Effects of IKK inhibitors on R. rickettsii-mediated IKK and NF-κB activation. (A) Parthenolide effectively blocks infection-induced IKKα activity. After preincubation with medium alone (Con) or with medium containing aspirin (+ASP) and parthenolide (+PAR) for 30 min, ECs were left uninfected, exposed to TNF-α, or infected with R. rickettsii for 2 h. IKKα activity is presented as the fold induction relative to the basal level in untreated, uninfected cells (Con).
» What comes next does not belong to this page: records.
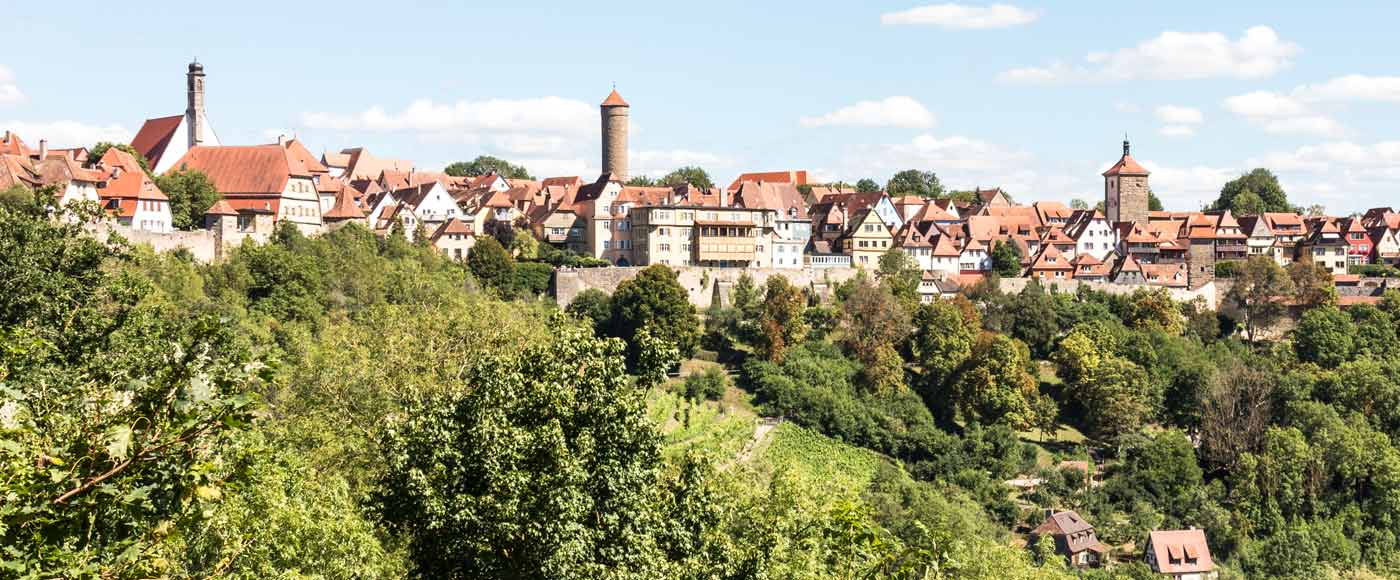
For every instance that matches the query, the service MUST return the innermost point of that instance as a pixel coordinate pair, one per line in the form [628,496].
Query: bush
[707,385]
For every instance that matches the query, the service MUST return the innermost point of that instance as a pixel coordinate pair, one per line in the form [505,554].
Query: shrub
[707,385]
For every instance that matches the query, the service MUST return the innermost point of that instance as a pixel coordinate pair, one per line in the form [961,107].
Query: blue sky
[1031,95]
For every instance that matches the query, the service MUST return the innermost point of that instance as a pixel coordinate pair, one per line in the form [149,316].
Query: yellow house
[867,240]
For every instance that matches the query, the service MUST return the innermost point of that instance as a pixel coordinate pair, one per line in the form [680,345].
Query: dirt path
[760,435]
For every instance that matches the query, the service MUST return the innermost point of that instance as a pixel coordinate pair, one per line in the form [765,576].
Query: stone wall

The values are the mean ± the SE from three independent experiments with the exception of TNF+ASP (n = 2). The P values for different experimental conditions relative to unstimulated, infected, and TNF-α-induced cells are also shown. (B) Aspirin inhibits Rickettsia-induced IKKβ kinase activity. The activity of IKKβ was measured after infection in the presence or absence of aspirin and parthenolide. (C) Effect of specific IKK inhibitor parthenolide (PAR) on R. rickettsii-induced NF-κB activation. Nuclear protein extracts from uninfected control (Con) and ECs infected in the absence (Rr) or presence of PAR (Rr+PAR) for 3 h were subjected to EMSA. The positions of gel-shifted complex for NF-κB, nonspecific complex (NS), and excess free probe are indicated. The specificity of the complex formation was confirmed by incubation with a 100-fold molar excess of unlabeled probe during DNA-protein binding (+cold). Similar results were obtained with aspirin treatment.